On December 8, 2023, Tsutsugo re–signed with the Giants on a new minor league contract. The Giants released Tsutsugo from his minor league deal on March 21, 2024.

===Yokohama DeNA BayStars (second stint)===
On April 16, 2024, Tsutsugo signed a contract to return to the old team Yokohama DeNA BayStars of Nippon Professional Baseball.

==International career==
Tsutsugo played for Japan national baseball team in the 2017 World Baseball Classic. Tsutsugo was named the Pool B Most Valuable Player after batting .364.

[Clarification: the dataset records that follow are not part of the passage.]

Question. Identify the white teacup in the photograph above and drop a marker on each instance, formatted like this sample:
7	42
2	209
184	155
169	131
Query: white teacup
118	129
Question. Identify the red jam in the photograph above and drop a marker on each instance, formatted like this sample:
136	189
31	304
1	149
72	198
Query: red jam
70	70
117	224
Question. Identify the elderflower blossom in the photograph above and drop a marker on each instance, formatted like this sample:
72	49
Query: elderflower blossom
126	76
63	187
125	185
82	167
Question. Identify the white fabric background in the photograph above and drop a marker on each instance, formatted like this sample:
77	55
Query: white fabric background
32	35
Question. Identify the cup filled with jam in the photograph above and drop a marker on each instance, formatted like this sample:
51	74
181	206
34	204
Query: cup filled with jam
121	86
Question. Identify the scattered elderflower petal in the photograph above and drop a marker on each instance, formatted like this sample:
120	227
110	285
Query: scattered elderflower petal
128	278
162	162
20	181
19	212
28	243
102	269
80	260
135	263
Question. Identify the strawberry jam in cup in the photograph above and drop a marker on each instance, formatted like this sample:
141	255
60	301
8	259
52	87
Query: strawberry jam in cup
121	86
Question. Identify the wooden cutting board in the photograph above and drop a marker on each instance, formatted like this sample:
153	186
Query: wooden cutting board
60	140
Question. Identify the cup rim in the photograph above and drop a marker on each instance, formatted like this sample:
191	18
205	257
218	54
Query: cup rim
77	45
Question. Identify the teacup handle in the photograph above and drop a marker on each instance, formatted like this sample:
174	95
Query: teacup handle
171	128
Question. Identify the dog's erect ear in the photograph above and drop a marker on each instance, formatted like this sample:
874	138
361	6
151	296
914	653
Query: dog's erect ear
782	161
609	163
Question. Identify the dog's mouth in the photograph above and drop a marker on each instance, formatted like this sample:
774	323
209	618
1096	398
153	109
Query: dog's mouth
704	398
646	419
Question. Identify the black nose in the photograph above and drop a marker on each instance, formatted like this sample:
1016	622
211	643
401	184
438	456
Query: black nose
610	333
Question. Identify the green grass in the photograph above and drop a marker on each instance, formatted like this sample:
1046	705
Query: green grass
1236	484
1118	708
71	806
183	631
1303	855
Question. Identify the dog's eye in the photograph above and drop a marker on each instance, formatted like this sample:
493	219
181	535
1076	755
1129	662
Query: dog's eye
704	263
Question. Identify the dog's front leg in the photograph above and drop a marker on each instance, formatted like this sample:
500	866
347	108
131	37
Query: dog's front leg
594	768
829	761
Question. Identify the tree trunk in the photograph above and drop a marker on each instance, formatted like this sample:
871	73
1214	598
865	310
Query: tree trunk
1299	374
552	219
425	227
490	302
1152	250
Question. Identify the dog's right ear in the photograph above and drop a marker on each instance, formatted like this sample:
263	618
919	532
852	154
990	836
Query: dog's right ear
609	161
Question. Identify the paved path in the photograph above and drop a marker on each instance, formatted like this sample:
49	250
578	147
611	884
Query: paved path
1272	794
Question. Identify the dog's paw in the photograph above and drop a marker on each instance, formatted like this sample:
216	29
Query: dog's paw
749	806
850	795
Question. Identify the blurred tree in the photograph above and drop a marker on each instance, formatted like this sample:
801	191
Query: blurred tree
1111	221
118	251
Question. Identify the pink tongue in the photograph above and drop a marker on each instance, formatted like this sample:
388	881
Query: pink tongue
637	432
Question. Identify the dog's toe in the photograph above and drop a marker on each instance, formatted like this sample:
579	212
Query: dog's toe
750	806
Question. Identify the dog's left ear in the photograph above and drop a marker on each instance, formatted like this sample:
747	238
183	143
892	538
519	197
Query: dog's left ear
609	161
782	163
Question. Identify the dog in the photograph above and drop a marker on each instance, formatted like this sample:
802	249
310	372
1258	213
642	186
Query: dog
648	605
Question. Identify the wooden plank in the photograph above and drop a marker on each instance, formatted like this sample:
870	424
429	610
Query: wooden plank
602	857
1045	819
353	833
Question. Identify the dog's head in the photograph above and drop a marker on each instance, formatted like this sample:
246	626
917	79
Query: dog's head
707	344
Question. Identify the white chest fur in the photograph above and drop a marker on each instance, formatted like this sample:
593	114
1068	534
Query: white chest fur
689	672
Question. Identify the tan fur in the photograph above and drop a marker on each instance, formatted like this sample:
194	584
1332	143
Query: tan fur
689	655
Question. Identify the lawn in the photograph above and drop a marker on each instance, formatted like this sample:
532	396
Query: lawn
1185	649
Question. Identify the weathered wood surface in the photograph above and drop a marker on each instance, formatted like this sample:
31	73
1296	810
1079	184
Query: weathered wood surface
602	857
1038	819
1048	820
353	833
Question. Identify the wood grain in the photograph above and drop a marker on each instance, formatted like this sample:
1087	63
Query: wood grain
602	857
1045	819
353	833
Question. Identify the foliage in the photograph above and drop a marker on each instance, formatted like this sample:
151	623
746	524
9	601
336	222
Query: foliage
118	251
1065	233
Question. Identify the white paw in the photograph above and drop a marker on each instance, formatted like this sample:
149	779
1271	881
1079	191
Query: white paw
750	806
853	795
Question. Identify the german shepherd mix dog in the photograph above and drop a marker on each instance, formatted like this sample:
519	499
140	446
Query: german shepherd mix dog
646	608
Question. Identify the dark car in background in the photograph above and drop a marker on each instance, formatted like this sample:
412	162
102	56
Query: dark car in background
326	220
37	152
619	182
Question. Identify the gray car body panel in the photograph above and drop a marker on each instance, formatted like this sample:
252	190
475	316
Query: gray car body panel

On August 20, 2018, he was selected for the 2018 MLB Japan All-Star Series, but on October 26, 2018, he canceled his participation for Samurai Japan.

== Playing style ==
Tsutsugo was a switch hitter throughout his amateur school career until he attended Yokohama High School, where he became a left-handed hitter due to a discovery of a herniated disc during a medical examination.